The results showed 14 new stations after one year and an additional 152 the next year. By 2016, the number of stations had nearly doubled from 2013, the first year included in the data set. I generated two graphs with the help of Google's Data Studio to help visualize the change.

![alt text](https://raw.githubusercontent.com/pmhalvor/Hello_World_II/master/Python/Citibikes/number_of_stations_bar.jpg)
![alt text](https://raw.githubusercontent.com/pmhalvor/Hello_World_II/master/Python/Citibikes/number_of_stations_donut.jpg)

##### Note, I only checked the starting stations.
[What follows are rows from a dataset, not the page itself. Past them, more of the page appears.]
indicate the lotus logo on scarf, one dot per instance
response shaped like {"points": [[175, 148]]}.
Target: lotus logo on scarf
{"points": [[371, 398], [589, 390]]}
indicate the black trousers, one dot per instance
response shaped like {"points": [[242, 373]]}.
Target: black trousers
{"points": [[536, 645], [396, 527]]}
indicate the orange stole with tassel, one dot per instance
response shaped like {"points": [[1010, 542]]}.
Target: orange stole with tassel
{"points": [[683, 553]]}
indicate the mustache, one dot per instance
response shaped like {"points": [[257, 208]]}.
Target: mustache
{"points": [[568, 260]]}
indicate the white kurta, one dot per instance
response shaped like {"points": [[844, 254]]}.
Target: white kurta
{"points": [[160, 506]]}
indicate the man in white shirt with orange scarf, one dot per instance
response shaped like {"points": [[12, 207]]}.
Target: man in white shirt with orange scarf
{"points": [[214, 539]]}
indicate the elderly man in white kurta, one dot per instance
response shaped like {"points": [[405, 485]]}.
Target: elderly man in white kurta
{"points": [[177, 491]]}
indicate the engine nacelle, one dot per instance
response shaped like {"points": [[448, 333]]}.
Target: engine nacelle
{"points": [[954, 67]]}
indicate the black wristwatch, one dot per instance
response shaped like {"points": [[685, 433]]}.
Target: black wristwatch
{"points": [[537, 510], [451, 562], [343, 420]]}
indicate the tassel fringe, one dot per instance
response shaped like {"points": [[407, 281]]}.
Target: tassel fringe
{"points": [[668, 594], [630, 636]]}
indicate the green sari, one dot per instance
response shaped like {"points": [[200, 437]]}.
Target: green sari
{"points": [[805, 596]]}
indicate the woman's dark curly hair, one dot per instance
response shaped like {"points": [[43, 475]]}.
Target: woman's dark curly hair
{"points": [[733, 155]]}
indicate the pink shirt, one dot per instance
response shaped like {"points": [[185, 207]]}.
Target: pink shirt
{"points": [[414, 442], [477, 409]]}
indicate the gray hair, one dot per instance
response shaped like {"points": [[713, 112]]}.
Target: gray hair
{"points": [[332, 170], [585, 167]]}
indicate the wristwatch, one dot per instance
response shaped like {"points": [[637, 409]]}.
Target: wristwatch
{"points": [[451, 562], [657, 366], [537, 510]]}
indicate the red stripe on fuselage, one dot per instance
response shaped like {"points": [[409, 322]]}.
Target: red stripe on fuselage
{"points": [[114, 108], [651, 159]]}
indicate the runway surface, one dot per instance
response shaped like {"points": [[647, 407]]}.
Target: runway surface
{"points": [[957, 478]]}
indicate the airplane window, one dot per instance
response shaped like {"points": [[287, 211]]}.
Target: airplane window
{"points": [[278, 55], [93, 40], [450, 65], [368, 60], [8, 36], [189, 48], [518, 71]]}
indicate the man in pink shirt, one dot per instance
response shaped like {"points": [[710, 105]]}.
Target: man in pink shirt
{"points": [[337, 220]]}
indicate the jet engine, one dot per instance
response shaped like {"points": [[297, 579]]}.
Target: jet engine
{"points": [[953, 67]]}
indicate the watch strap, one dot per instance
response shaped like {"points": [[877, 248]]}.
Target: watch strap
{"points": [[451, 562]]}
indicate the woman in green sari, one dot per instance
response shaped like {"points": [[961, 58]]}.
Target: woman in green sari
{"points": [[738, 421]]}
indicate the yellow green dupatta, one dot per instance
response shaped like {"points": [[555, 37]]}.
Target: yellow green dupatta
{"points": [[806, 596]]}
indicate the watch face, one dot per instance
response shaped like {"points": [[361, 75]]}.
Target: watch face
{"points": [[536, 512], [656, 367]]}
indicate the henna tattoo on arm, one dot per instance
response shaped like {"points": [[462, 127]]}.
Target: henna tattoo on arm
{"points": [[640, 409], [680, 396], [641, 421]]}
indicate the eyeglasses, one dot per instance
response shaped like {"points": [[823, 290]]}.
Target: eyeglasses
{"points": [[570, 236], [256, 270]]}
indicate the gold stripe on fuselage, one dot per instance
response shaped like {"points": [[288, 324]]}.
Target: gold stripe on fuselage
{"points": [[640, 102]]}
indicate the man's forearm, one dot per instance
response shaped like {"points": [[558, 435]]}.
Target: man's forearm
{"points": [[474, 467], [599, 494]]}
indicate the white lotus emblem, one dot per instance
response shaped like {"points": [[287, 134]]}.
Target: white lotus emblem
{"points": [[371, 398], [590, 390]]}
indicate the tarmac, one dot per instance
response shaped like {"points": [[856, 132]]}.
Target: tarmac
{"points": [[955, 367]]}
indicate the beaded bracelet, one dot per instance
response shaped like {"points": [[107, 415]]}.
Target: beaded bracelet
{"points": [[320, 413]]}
Had there been absolutely no changes, I might have needed to run the same check on the end stations

### Python

With some simple Python code, lists of containing the news of these newly added stations can be created. 

We start by reading in the data

In [0]:
data = pd.read_csv("new_stations.csv")
names = data['names']
years = data['years']

The create your empty lists 

In [0]:
new_2014 = []
new_2015 = []
new_2016 = []

Now you can run a for loop with some if tests to iterate through your lists of stations, to check if it exsisted the year before. If not, it will be added to its corresponding list.

In [0]:
for i in range(len(names)):
	if int(years[i])!=2013:
		if names[i]!=names[i-1]:
			# Station is new
			if int(years[i])==2014:
				new_2014.append(names[i])
			elif int(years[i])==2015:
				new_2015.append(names[i])
			elif int(years[i])==2016:
				new_2016.append(names[i])

The lists created from this code snippet should look something like this:
![](https://raw.githubusercontent.com/pmhalvor/Hello_World_II/master/Python/Citibikes/new_stations_short.jpg)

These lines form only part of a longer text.